Sarcoplasmic Reticulum Calcium Release Is Required for Arrhythmogenesis in the Mouse.

Dysfunctional sarcoplasmic reticulum Ca2+ handling is commonly observed in heart failure, and thought to contribute to arrhythmogenesis through several mechanisms. Some time ago we developed a cardiomyocyte-specific inducible SERCA2 knockout mouse, which is remarkable in the degree to which major adaptations to sarcolemmal Ca2+ entry and efflux overcome the deficit in SR reuptake to permit relatively normal contractile function. Conventionally, those adaptations would also be expected to dramatically increase arrhythmia susceptibility. However, that susceptibility has never been tested, and it is possible that the very rapid repolarization of the murine action potential allows for large changes in sarcolemmal Ca2+ transport without substantially disrupting electrophysiologic stability. We investigated this hypothesis through telemetric ECG recording in the SERCA2-KO mouse, and patch-clamp electrophysiology, Ca2+ imaging and mathematical modeling of isolated SERCA2-KO myocytes. While the SERCA2-KO animals exhibit major (and unique) electrophysiologic adaptations at both the organ and cell levels, they remain resistant to arrhythmia. A marked increase in peak L-type calcium (ICaL) current and slowed ICaL decay elicited pronounced prolongation of initial repolarization, but faster late repolarization normalizes overall action potential duration.
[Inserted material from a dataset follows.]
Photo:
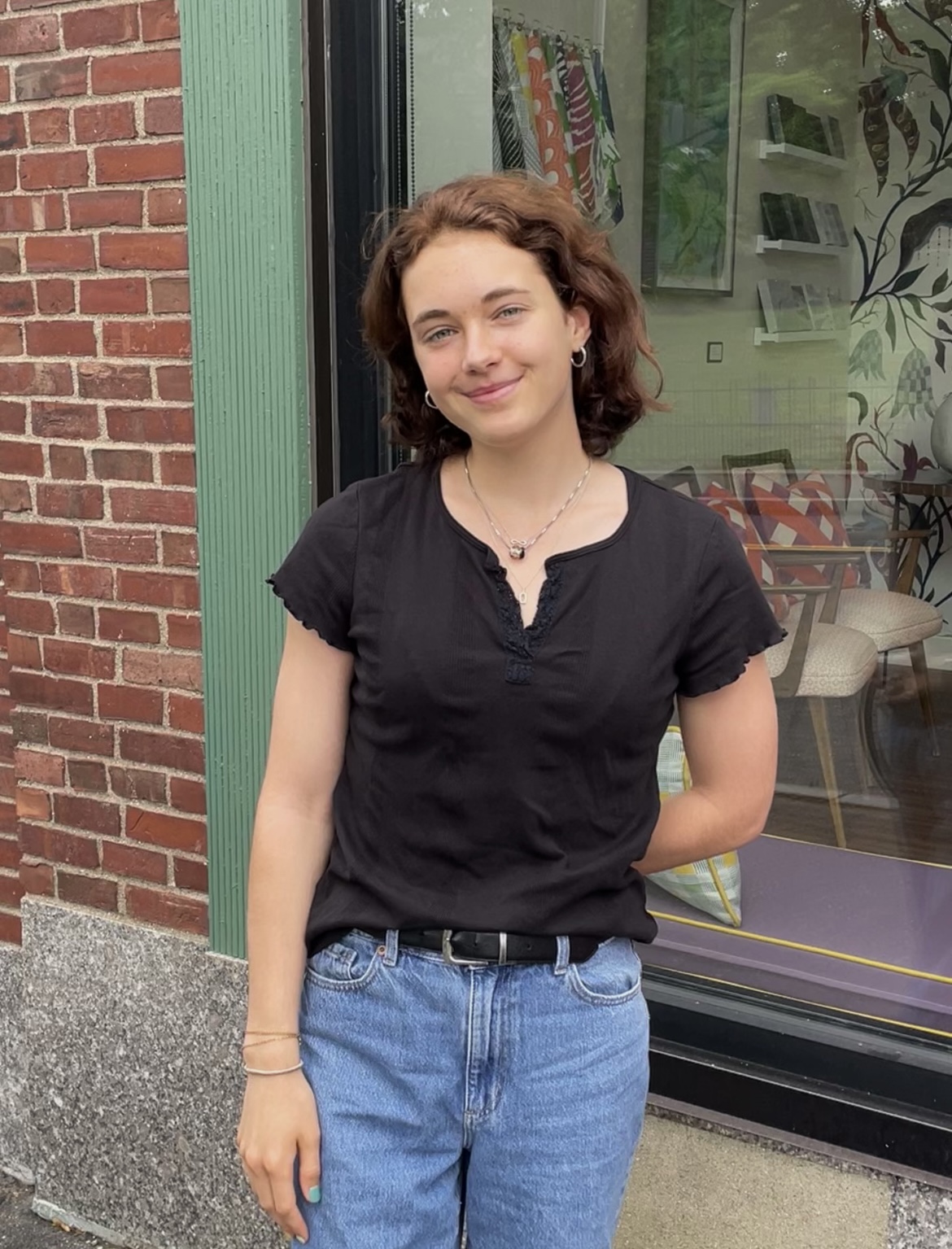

Early afterdepolarizations were seldom observed in KO animals, and those that were observed exhibited a mechanism intermediate between murine and large mammal dynamical properties. As expected, spontaneous SR Ca2+ sparks and waves were virtually absent. Together these findings suggest that intact SR Ca2+ handling is an absolute requirement for triggered arrhythmia in the mouse, and that in its absence, dramatic changes to the major inward currents can be resisted by the substantial K+ current reserve, even at end-stage disease.